The vibrations rocked up her arm to the stiff muscles at the base of her neck.

She bit back a hiss of pain, cradling her hand until the shaking dissipated.

“You?—yes. Of course. ” The alchemist’s voice rang out across the room’s vaulted ceiling, awestruck.

Duja looked up.

Her hand fell limply to her side.

“What on earth are you talking about?”

“The tremors. I’ve seen them before. Do you see now?

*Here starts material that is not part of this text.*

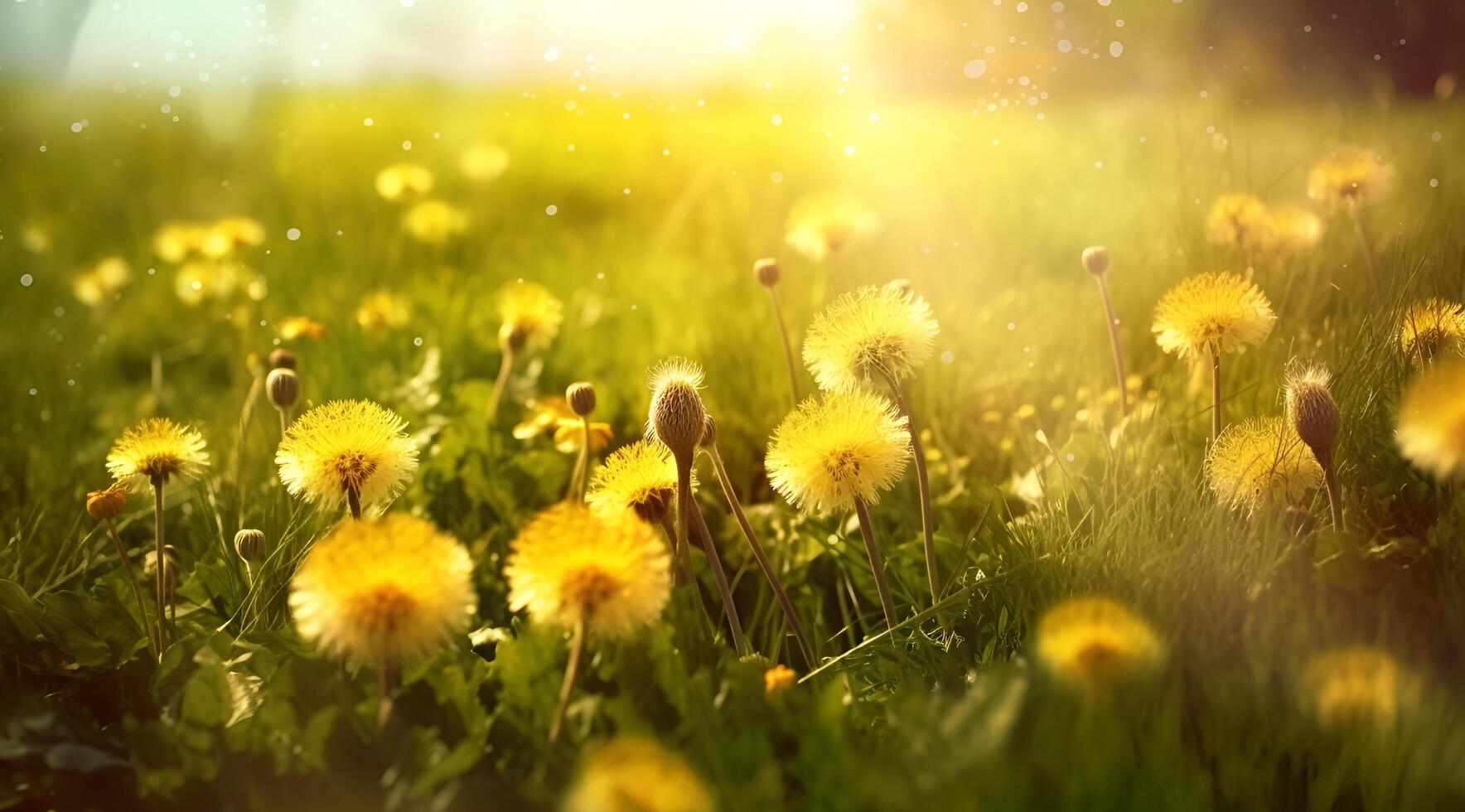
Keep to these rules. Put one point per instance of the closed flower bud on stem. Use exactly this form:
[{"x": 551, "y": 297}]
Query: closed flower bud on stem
[{"x": 283, "y": 360}]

This is why he sent me.” The alchemist’s eyes lit up in excitement.

He spoke in rapid Orfelian.

With his accent, Duja found him hard to understand.

“Are you talking about Pangil?” she asked incredulously.

“Yes, Pangil. He had these tremors. I helped him. I can help you too?—” The alchemist’s mouth snapped shut.

His cheeks flushed red in embarrassment when he remembered who Duja was.

“Your Majesty,” he added, lowering his head in deference.

Questions flooded Duja’s mind as she stared at the alchemist.

She detected no trace of treachery in his eyes.

Maybe her brother had been telling the truth after all.

“Pangil,” she said again.

A shiver of apprehension ran through her body.

“How did you help him, exactly?”

The alchemist’s eyes trailed down to Duja’s fingers, which quivered like dying leaves at her side.

Something clicked in his gaze.

For a brief moment, he didn’t appear lost at all.

In fact, he appeared to understand more than Duja gave him credit for.

Duja stared as he leaned closer.

Judging by the nervous glint in his eyes, she half expected him to start babbling in Orfelian again.

Instead, the alchemist took a tentative step toward her.

In a hushed voice, he asked, “What do you know about precioso, Your Majesty?”